У меня была бы слишком хорошая игра, если бы я рассматривал человека в его обычном образе жизни и в целом; однако я мог бы сделать это по его собственному правилу, который судит об истине не по весу, а по количеству голосов. Давайте отложим людей в сторону,

Qui vigilans stertit,.... Mortua cui vita est prope jam vivo atque videnti; «Половина его жизни занята ленивым сном, и когда он бодрствует, его душа в лучшем случае дремлет;»

которые ни чувствуют, ни судят, и позволяют большинству своих естественных способностей простаивать; я возьму человека на его высшем уровне. Давайте рассмотрим его в том небольшом числе людей, превосходных и отобранных из остальных, которые, будучи наделены замечательной и особой естественной силой, более того, закалили и отточили ее заботой, изучением и искусством, и подняли ее до высочайшей вершины мудрости, до которой она только может дойти. Они приспособили свои души ко всем путям и всем уклонам; подперли и поддержали их всеми иностранными средствами, подходящими для них, и обогатили и украсили их всем, что могли заимствовать для своей выгоды, как внутри, так и вне мира; именно в них помещена крайняя и самая высшая высота, которой может достичь человеческая природа. Они регулировали мир политикой и законами. Они наставляли его искусствами и науками, и примером своих восхитительных манер. Я не буду принимать в расчет никого, кроме таких людей, их свидетельства и опыта. Давайте исследуем, как далеко они продвинулись и где остановились. Ошибки и дефекты, которые мы найдем среди этих людей, мир может смело признать своими собственными.
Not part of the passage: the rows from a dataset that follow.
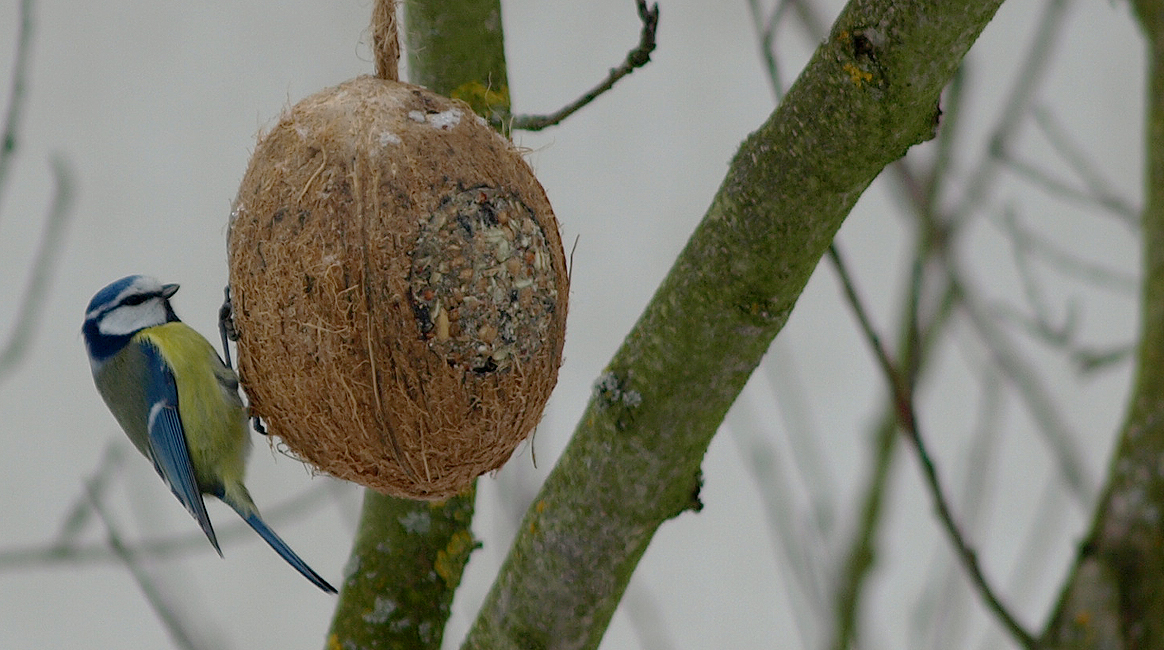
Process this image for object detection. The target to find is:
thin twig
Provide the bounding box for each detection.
[0,0,33,217]
[991,147,1138,227]
[950,0,1072,222]
[829,245,1037,649]
[52,440,126,549]
[0,156,73,382]
[946,267,1095,508]
[1034,107,1140,228]
[505,0,659,130]
[86,482,207,650]
[0,481,333,572]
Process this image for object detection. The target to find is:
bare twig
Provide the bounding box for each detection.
[507,0,659,130]
[52,440,125,549]
[0,0,33,216]
[828,245,1037,649]
[86,482,208,650]
[950,0,1072,222]
[0,156,73,382]
[947,267,1095,508]
[0,481,332,572]
[1032,106,1140,228]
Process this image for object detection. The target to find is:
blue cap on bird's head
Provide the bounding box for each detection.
[85,275,178,319]
[81,275,178,369]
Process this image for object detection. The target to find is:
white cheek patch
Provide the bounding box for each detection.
[97,299,165,337]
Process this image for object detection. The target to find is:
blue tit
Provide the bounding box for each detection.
[83,275,335,593]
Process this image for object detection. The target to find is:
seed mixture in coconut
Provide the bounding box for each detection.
[410,188,559,374]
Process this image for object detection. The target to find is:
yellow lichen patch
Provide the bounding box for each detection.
[450,80,509,115]
[842,63,873,87]
[433,530,475,588]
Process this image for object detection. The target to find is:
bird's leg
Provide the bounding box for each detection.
[219,284,239,368]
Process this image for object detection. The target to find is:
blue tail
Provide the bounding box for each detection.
[219,496,336,594]
[242,513,336,594]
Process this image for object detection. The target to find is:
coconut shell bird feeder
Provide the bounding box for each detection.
[228,1,569,500]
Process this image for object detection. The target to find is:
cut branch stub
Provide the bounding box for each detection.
[229,77,569,499]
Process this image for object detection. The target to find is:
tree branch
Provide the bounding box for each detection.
[1044,0,1164,649]
[464,0,999,649]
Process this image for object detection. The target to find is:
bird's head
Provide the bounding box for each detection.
[81,275,178,370]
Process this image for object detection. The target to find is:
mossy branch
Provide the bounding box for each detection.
[1043,0,1164,649]
[464,0,1000,649]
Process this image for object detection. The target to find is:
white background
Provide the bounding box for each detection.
[0,0,1144,650]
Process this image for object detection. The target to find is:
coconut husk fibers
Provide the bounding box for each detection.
[228,77,569,499]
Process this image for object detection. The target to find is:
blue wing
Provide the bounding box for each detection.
[142,341,222,556]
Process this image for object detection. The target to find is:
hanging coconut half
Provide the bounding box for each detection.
[228,77,569,499]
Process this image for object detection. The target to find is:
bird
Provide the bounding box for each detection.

Кто бы ни отправился на поиски чего-либо, должен прийти к этому: либо сказать, что он нашел это, либо что это не может быть найдено, либо что он все еще на поиске. Вся философия разделена на эти три вида; ее замысел — искать истину, знание и уверенность. Перипатетики, эпикурейцы, стоики и другие думали, что нашли ее. Они установили науки, которые у нас есть, и обращались с ними как с достоверным знанием. Клитомах, Карнеад и академики отчаялись в своем поиске и пришли к выводу, что истина не может быть постигнута нашим пониманием. Результат этого — слабость и человеческое невежество. Эта секта имела самых многочисленных и самых благородных последователей. Пиррон и другие скептики или эпектисты, чьи догмы, как считают многие древние, взяты у Гомера, семи мудрецов, и у Архилоха и Еврипида, и к числу которых добавлены Зенон, Демокрит и Ксенофан, говорят, что они все еще находятся в поиске истины. Эти заключают, что другие, которые думают, что нашли ее, бесконечно обмануты; и что это слишком дерзкая суетность во втором сорте — определять, что человеческий разум не способен достичь ее; ибо это установление стандарта нашей силы, чтобы знать и судить о трудности вещей, есть великое и крайнее знание, в котором они сомневаются, способен ли человек:

Nil sciri quisquis putat, id quoque nescit, An sciri possit; quam se nil scire fatetur. «Тот, кто говорит, что ничего нельзя знать, опровергает свое собственное мнение, ибо он ничего не знает, так что не знает, что это возможно».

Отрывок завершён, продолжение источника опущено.